Créé en 2020 par Rania Talala, Ardi Concept Store, niché à la lisière de Paris et de Saint- Denis, est le seul restaurant palestinien de la capitale. Non sans difficulté, sa fondatrice a mis un point d’honneur à en faire « une vraie petite maison palestinienne », comme elle aime à le rappeler, chaleureuse, accueillante et pleines de découvertes. Ardi n’est cependant pas un restaurant traditionnel comme les autres. Derrière son idreh et son knaffeh, il porte un tout autre dessein: la promotion et l’affirmation de la culture palestinienne et de son peuple. De la transmission culturelle au devoir de mémoire, à travers des recettes, des objets, des conférences, des lectures et des concerts, Ardi concentre en son sein un véritable acte politique. Celui de la reconnaissance du peuple palestinien et de son histoire.
De nos recettes de grand-mères aux souvenirs de notre enfance passée dans les cuisines et les réunions de famille autour de repas traditionnels, toutes et tous, nous avons ce besoin de nous remémorer ces instants de partage pour nous réconforter et par extension, réaffirmer notre identité, notre appartenance à un cercle particulier, à une communauté, à une culture précisément. De génération en génération, la transmission culturelle sur une identité collective et sur une mémoire commune assure à chaque société une pérennité sans laquelle elle ne pourrait exister travers les âges. Elle permet ainsi aux peuples d’évoluer et de perdurer en dépit des atrocités de l’Histoire.
Aujourd’hui plus que jamais, le goût de nourrir les autres passe par le partage des rôles des fourneaux à la table mais aussi la fabrication d’une mémoire collective. Peut-on retrouver le goût de ce qui n’est plus ? Le goût d’avant les grands bouleversements, les catastrophes, le chaos. La cuisine permet de tisser des ponts entre l’avant et l’après, d’incarner les souvenirs, de donner une voix aux ancêtres, aux absents à travers nos gestes, les mots, les plats.
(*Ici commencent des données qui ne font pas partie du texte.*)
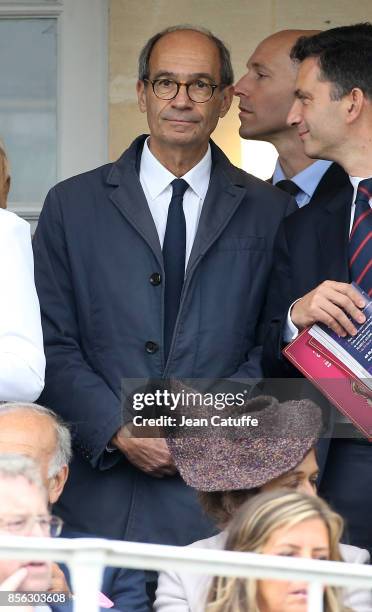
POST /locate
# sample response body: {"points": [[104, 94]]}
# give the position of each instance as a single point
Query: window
{"points": [[53, 99]]}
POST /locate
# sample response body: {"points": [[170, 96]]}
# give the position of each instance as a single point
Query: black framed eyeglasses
{"points": [[199, 91], [23, 524]]}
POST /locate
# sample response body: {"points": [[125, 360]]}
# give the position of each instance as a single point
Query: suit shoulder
{"points": [[261, 190], [91, 177]]}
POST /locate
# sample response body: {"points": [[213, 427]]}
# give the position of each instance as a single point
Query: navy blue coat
{"points": [[96, 247]]}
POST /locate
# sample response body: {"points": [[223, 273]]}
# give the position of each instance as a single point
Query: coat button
{"points": [[151, 347], [155, 279]]}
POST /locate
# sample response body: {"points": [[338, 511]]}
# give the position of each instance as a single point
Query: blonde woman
{"points": [[279, 523], [227, 471]]}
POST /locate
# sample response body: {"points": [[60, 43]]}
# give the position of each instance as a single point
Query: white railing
{"points": [[86, 559]]}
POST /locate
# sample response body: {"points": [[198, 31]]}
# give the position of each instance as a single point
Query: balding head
{"points": [[37, 432], [266, 91]]}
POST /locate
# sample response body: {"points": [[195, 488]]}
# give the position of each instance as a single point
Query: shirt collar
{"points": [[157, 177], [355, 180], [308, 179]]}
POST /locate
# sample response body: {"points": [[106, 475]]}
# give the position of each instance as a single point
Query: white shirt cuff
{"points": [[290, 331]]}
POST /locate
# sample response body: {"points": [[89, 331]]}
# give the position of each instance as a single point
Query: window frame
{"points": [[82, 68]]}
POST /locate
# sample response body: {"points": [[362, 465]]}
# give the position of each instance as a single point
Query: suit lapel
{"points": [[221, 202], [333, 234], [333, 180], [129, 198]]}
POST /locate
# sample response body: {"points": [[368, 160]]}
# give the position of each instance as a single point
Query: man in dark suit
{"points": [[127, 291], [316, 254], [266, 94]]}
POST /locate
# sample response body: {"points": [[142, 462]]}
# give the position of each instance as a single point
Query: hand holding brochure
{"points": [[340, 367], [354, 351]]}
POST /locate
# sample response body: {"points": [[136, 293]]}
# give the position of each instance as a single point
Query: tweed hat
{"points": [[255, 456]]}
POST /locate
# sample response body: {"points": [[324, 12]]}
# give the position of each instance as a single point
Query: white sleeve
{"points": [[22, 361]]}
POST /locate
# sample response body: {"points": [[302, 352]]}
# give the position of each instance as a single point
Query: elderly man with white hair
{"points": [[35, 431], [22, 361]]}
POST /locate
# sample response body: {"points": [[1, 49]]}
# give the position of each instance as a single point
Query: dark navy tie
{"points": [[360, 245], [174, 249]]}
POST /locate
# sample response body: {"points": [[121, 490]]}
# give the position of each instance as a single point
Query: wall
{"points": [[242, 24]]}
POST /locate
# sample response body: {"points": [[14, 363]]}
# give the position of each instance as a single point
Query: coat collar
{"points": [[224, 195]]}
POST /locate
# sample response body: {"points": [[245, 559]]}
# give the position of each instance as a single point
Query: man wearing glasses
{"points": [[152, 267], [24, 512]]}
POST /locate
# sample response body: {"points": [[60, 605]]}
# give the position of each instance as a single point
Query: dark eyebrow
{"points": [[302, 94], [191, 77], [294, 547], [259, 66]]}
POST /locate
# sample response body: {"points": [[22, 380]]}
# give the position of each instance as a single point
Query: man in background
{"points": [[266, 94], [321, 249]]}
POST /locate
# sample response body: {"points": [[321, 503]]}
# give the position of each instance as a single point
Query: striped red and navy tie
{"points": [[360, 245]]}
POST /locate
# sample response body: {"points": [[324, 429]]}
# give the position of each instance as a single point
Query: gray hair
{"points": [[14, 466], [227, 73], [63, 453]]}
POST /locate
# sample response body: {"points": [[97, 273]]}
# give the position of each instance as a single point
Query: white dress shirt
{"points": [[156, 184], [307, 180], [22, 361], [290, 330]]}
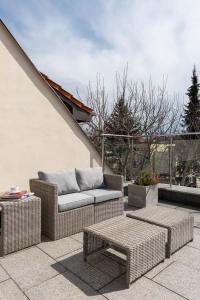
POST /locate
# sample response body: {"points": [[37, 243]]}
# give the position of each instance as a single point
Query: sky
{"points": [[74, 40]]}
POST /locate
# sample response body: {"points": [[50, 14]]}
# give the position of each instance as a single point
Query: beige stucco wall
{"points": [[36, 130]]}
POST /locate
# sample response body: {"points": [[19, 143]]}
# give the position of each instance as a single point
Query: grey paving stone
{"points": [[188, 256], [110, 267], [75, 263], [60, 247], [94, 277], [30, 267], [78, 237], [181, 279], [142, 289], [10, 291], [63, 287], [115, 255], [160, 267], [196, 241], [3, 275]]}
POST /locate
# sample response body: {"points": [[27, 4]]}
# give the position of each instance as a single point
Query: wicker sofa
{"points": [[65, 213]]}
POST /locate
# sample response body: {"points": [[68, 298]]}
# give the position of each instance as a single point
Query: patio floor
{"points": [[55, 270]]}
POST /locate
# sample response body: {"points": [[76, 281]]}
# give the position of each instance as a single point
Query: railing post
{"points": [[102, 152], [170, 161]]}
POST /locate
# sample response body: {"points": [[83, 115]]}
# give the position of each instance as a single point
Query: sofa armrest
{"points": [[114, 182], [48, 193]]}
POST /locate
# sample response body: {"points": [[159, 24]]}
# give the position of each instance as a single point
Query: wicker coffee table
{"points": [[178, 223], [143, 244], [20, 224]]}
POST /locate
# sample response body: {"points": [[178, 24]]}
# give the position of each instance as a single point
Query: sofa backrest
{"points": [[64, 179], [90, 178]]}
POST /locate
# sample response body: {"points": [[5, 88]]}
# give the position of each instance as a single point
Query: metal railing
{"points": [[175, 157]]}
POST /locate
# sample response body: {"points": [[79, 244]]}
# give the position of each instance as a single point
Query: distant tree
{"points": [[191, 117], [121, 120]]}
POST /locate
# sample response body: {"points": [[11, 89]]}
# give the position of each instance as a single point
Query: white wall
{"points": [[36, 130]]}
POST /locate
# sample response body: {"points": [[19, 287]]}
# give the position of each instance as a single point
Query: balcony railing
{"points": [[175, 157]]}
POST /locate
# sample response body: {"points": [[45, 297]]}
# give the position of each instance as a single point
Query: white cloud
{"points": [[156, 38]]}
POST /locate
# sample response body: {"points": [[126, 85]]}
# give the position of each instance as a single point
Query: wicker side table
{"points": [[143, 244], [20, 224], [178, 223]]}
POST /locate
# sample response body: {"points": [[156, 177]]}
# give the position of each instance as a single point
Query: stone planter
{"points": [[142, 196]]}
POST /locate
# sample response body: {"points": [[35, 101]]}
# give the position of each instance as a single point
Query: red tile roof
{"points": [[66, 94]]}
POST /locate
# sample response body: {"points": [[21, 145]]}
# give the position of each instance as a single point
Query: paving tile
{"points": [[111, 267], [160, 267], [78, 237], [94, 277], [60, 247], [181, 279], [86, 270], [30, 267], [196, 242], [3, 275], [63, 287], [190, 208], [115, 255], [188, 256], [10, 291], [142, 289], [75, 262]]}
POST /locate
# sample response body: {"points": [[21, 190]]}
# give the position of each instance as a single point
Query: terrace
{"points": [[56, 270]]}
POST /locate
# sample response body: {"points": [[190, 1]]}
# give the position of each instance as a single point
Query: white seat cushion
{"points": [[90, 178], [101, 195], [75, 200]]}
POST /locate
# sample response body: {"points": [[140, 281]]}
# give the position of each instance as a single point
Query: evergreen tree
{"points": [[191, 117]]}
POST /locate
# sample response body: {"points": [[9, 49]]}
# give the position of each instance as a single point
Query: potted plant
{"points": [[144, 191]]}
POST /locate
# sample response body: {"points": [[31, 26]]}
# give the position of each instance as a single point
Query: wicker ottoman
{"points": [[20, 224], [179, 224], [143, 244]]}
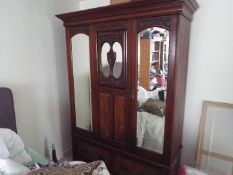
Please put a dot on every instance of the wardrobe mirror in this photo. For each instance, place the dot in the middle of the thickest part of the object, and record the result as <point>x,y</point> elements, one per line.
<point>81,74</point>
<point>153,47</point>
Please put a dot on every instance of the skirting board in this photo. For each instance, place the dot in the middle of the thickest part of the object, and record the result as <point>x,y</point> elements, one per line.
<point>118,1</point>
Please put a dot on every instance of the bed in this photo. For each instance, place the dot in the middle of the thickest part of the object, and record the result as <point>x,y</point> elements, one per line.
<point>150,120</point>
<point>9,165</point>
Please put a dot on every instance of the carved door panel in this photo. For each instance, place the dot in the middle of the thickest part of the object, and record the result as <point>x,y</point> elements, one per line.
<point>111,86</point>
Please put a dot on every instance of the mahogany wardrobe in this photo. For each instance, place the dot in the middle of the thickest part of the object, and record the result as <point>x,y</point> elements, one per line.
<point>127,67</point>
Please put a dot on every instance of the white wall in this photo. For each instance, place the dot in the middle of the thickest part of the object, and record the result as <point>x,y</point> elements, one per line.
<point>210,66</point>
<point>33,65</point>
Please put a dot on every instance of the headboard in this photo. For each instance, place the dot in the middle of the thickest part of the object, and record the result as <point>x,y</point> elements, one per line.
<point>7,111</point>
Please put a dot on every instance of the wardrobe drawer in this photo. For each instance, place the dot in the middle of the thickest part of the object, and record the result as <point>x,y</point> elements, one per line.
<point>89,152</point>
<point>127,166</point>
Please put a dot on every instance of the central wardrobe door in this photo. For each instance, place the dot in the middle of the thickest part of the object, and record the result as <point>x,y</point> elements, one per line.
<point>111,87</point>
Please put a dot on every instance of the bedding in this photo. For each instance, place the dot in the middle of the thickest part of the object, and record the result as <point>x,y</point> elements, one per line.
<point>150,131</point>
<point>10,167</point>
<point>93,168</point>
<point>15,146</point>
<point>3,150</point>
<point>154,106</point>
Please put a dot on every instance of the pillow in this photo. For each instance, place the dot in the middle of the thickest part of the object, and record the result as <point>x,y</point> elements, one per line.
<point>4,154</point>
<point>154,107</point>
<point>36,157</point>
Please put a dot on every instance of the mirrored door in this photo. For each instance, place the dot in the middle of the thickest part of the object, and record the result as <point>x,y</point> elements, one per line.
<point>153,47</point>
<point>82,80</point>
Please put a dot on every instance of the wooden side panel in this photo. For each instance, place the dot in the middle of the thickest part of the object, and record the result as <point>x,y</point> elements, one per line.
<point>106,115</point>
<point>181,64</point>
<point>127,166</point>
<point>144,74</point>
<point>120,117</point>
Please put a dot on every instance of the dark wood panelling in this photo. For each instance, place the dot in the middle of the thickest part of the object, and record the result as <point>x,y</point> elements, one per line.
<point>121,118</point>
<point>111,33</point>
<point>127,166</point>
<point>89,153</point>
<point>106,115</point>
<point>181,65</point>
<point>114,100</point>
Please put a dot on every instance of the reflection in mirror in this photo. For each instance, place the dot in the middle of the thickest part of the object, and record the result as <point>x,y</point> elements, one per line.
<point>81,73</point>
<point>117,69</point>
<point>104,59</point>
<point>153,47</point>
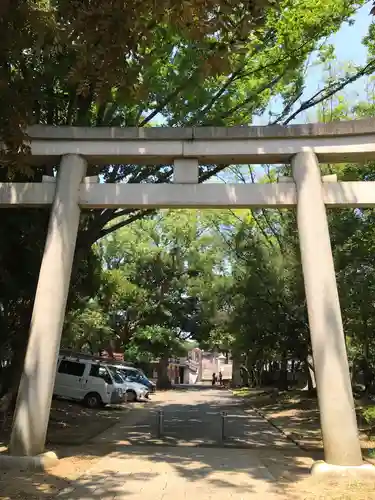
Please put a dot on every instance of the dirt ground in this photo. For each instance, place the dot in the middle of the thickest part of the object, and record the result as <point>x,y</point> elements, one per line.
<point>70,426</point>
<point>297,415</point>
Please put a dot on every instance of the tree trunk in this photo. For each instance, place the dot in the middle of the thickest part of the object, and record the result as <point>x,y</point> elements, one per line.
<point>309,369</point>
<point>283,376</point>
<point>236,372</point>
<point>163,381</point>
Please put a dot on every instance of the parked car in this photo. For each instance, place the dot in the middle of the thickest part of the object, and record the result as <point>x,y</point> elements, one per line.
<point>89,381</point>
<point>133,390</point>
<point>137,375</point>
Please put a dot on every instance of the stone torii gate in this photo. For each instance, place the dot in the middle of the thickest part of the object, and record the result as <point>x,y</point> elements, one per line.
<point>303,145</point>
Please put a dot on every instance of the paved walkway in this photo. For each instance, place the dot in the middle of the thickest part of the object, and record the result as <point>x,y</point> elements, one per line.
<point>254,461</point>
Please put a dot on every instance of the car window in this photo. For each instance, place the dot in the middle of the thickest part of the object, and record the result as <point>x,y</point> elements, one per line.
<point>116,375</point>
<point>71,368</point>
<point>100,372</point>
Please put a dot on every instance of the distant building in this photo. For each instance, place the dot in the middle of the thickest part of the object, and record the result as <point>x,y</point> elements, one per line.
<point>199,366</point>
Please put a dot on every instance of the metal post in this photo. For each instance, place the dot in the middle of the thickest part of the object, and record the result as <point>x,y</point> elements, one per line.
<point>160,423</point>
<point>223,416</point>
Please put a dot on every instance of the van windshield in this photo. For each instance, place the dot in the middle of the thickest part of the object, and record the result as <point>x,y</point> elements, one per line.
<point>115,374</point>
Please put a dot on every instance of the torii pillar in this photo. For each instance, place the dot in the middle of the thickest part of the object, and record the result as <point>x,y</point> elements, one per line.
<point>336,403</point>
<point>36,388</point>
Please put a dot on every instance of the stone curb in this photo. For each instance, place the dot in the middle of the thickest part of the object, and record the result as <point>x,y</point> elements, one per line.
<point>42,462</point>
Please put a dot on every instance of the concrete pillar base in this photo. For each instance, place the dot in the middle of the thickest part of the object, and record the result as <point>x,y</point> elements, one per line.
<point>363,471</point>
<point>42,462</point>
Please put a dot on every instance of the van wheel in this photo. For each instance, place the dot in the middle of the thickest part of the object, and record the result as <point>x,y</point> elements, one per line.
<point>131,396</point>
<point>93,400</point>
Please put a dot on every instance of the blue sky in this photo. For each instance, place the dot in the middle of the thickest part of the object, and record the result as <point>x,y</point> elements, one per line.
<point>348,47</point>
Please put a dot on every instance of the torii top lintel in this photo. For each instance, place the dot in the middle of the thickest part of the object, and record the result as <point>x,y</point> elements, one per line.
<point>335,142</point>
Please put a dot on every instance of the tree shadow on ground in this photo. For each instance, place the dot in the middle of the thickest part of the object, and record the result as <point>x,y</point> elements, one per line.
<point>254,458</point>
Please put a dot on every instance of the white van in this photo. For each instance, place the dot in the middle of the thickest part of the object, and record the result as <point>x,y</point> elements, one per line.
<point>87,380</point>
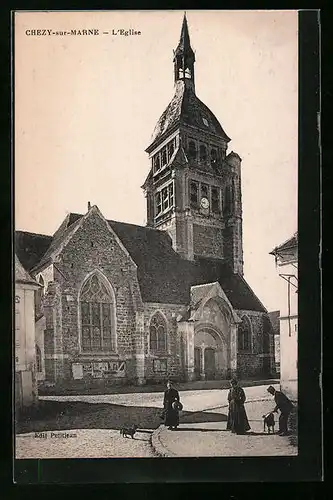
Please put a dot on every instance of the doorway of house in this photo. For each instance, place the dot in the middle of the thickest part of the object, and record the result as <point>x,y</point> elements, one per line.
<point>210,368</point>
<point>197,363</point>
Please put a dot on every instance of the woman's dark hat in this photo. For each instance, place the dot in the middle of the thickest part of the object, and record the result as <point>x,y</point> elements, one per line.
<point>177,406</point>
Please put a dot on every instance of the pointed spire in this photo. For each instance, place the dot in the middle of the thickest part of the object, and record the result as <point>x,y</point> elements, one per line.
<point>184,57</point>
<point>184,46</point>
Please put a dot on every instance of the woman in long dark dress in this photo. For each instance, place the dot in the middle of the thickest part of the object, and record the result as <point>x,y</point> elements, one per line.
<point>237,418</point>
<point>171,415</point>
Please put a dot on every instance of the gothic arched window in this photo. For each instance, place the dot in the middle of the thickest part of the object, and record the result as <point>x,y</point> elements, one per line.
<point>187,73</point>
<point>244,335</point>
<point>97,308</point>
<point>171,148</point>
<point>156,162</point>
<point>213,155</point>
<point>164,157</point>
<point>38,359</point>
<point>228,199</point>
<point>38,297</point>
<point>157,334</point>
<point>192,150</point>
<point>203,152</point>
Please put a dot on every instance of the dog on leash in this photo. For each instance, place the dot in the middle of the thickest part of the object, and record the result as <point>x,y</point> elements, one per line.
<point>128,431</point>
<point>269,422</point>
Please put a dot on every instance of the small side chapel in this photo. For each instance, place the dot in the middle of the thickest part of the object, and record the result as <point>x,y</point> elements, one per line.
<point>129,304</point>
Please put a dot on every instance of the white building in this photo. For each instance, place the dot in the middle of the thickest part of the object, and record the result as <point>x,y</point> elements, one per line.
<point>274,317</point>
<point>26,361</point>
<point>286,258</point>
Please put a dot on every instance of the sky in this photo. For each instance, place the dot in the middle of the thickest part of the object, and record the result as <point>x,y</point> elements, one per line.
<point>86,106</point>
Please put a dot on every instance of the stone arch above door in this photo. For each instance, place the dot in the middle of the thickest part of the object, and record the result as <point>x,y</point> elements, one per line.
<point>211,353</point>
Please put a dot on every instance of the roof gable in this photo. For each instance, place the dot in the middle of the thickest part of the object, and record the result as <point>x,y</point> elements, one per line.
<point>21,275</point>
<point>163,275</point>
<point>187,109</point>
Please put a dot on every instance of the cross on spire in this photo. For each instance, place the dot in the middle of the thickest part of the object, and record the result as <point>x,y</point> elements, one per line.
<point>184,57</point>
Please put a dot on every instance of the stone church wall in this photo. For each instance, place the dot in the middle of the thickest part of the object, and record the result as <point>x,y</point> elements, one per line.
<point>171,359</point>
<point>92,247</point>
<point>207,241</point>
<point>258,361</point>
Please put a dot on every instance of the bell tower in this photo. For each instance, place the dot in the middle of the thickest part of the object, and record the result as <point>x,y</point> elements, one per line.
<point>193,188</point>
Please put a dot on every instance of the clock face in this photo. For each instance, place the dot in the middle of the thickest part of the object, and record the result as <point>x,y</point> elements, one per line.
<point>204,203</point>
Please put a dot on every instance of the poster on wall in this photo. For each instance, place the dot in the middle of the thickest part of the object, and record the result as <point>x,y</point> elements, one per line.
<point>157,152</point>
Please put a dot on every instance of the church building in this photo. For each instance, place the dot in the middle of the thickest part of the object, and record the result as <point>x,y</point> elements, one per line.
<point>129,304</point>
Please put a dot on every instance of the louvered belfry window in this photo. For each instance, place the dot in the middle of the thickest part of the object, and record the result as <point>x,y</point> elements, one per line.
<point>97,316</point>
<point>244,335</point>
<point>157,331</point>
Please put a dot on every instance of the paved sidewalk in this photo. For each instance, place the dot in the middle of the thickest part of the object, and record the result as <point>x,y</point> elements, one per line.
<point>212,439</point>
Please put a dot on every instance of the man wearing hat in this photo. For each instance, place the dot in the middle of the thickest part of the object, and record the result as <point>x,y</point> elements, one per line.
<point>285,406</point>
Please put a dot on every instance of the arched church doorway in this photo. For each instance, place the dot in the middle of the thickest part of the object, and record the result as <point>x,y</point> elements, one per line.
<point>209,354</point>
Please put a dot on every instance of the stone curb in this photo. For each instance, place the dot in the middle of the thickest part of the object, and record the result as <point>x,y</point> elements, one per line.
<point>158,447</point>
<point>160,450</point>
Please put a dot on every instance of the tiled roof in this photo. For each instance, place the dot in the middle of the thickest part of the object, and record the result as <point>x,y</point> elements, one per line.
<point>163,275</point>
<point>290,243</point>
<point>21,275</point>
<point>186,109</point>
<point>274,317</point>
<point>31,247</point>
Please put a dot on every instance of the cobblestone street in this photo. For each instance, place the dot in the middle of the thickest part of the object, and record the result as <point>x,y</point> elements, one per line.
<point>88,443</point>
<point>201,433</point>
<point>212,438</point>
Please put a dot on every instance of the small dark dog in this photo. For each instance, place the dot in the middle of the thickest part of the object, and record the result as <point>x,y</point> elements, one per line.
<point>128,431</point>
<point>269,422</point>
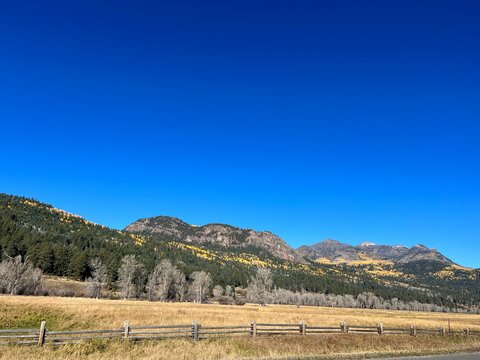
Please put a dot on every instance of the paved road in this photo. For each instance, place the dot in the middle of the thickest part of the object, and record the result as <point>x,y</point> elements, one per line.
<point>443,357</point>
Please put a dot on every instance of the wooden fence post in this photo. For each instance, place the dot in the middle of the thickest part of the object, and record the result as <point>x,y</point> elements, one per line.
<point>303,328</point>
<point>126,329</point>
<point>42,333</point>
<point>413,330</point>
<point>253,329</point>
<point>195,330</point>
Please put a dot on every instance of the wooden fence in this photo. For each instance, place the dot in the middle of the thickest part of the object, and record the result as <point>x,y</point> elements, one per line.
<point>196,332</point>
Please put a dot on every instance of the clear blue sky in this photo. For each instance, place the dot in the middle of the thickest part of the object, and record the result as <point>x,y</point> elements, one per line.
<point>352,120</point>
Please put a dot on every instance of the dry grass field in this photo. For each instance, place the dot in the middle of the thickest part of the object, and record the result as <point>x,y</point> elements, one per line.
<point>78,313</point>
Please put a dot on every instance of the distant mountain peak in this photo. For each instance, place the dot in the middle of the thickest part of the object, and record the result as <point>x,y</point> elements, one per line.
<point>336,251</point>
<point>366,243</point>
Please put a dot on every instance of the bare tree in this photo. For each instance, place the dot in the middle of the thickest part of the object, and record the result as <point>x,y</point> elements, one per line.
<point>130,274</point>
<point>98,279</point>
<point>260,287</point>
<point>166,282</point>
<point>18,276</point>
<point>200,285</point>
<point>217,291</point>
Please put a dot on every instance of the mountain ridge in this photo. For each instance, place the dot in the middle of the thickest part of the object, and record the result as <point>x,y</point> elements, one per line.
<point>330,250</point>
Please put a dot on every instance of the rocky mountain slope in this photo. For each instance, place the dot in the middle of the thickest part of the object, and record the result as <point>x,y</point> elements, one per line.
<point>217,234</point>
<point>337,252</point>
<point>63,244</point>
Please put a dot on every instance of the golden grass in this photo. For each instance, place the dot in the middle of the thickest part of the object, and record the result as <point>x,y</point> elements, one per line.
<point>79,313</point>
<point>71,313</point>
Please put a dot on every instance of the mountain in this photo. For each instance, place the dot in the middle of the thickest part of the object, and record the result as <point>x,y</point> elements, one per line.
<point>62,244</point>
<point>216,234</point>
<point>337,252</point>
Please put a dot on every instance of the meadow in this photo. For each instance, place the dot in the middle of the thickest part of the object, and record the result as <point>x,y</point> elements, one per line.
<point>81,313</point>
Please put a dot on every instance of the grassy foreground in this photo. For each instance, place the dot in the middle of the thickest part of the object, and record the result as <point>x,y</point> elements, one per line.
<point>78,313</point>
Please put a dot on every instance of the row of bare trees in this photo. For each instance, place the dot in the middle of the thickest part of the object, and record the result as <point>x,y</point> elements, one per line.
<point>19,277</point>
<point>165,283</point>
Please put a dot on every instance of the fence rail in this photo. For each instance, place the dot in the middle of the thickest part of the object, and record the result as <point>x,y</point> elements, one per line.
<point>196,332</point>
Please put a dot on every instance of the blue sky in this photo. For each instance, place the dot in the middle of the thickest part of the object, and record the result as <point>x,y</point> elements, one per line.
<point>350,120</point>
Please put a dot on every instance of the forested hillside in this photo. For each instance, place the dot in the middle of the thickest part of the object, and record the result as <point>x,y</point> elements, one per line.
<point>64,244</point>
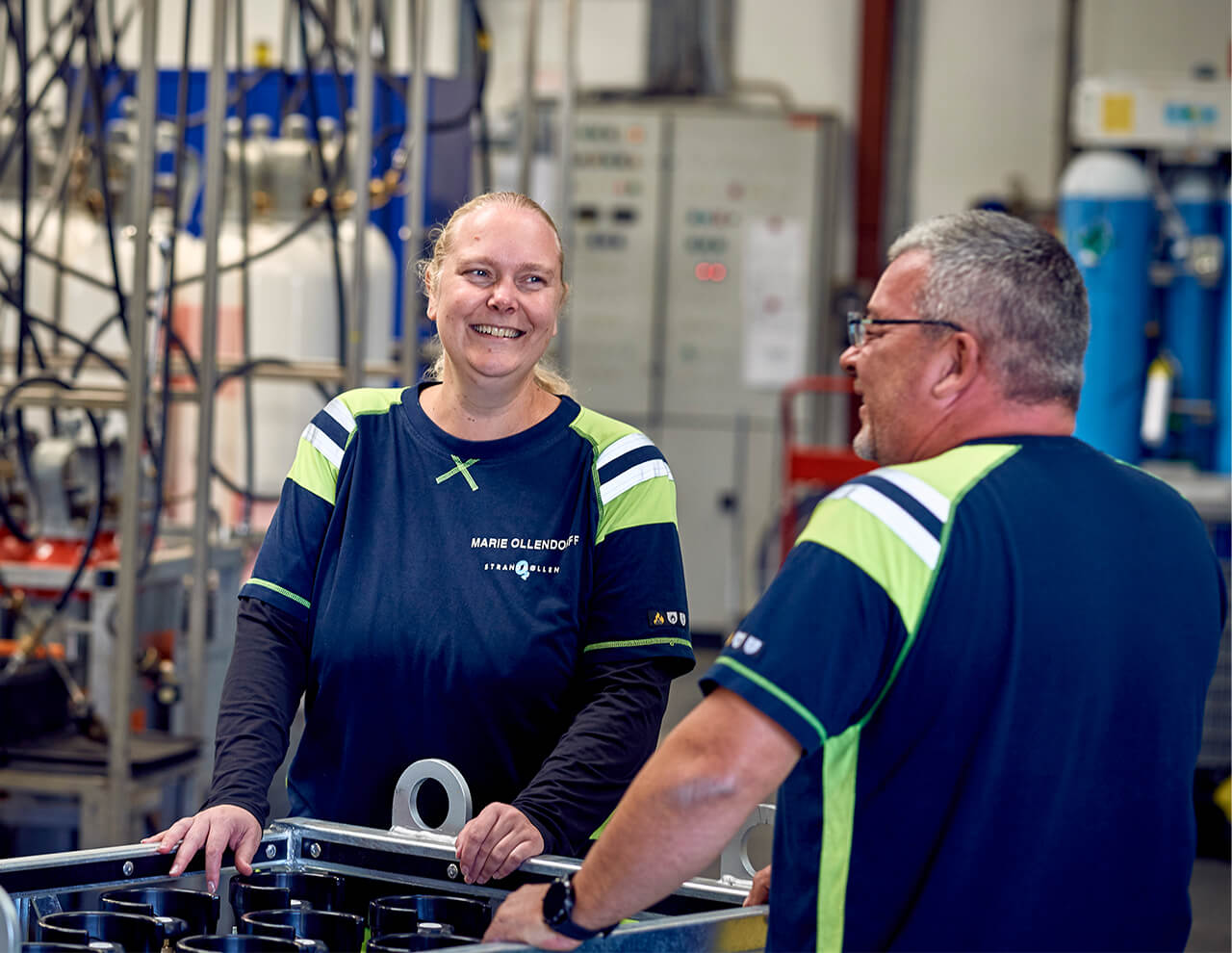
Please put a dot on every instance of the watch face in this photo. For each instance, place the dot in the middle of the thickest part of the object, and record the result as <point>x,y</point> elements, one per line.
<point>557,903</point>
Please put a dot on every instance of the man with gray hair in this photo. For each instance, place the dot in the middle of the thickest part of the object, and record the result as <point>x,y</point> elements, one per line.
<point>978,676</point>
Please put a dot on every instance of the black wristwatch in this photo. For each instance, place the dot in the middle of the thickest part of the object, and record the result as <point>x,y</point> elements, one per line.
<point>558,912</point>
Rania, d’origine palestinienne et descendante de la Nakba (1), en a toujours eu conscience. Cette ancienne professeure de français, forte de sa culture et de son éducation, a grandi en cuisinant avec tous les membres de sa famille en Jordanie. Une tradition qu’elle a tenu à transmettre avec son blog, Lesptitsplatspalestiniens et à travers lequel elle pouvait enfin faire parler de la Palestine via un autre prisme que celui de l’occupation et des conflits inhérents à cette dernière. Suivi par des chefs israéliens qui remettaient systématiquement en cause la paternité de tel ou tel plat, Rania a rapidement pris la mesure de l’importance de son blog: la cuisine porte un enjeu politique pour lutter contre l’appropriation et par la même, la négation de la culture et du savoir-faire palestinien par l’occupant et plus généralement, dans le reste du monde.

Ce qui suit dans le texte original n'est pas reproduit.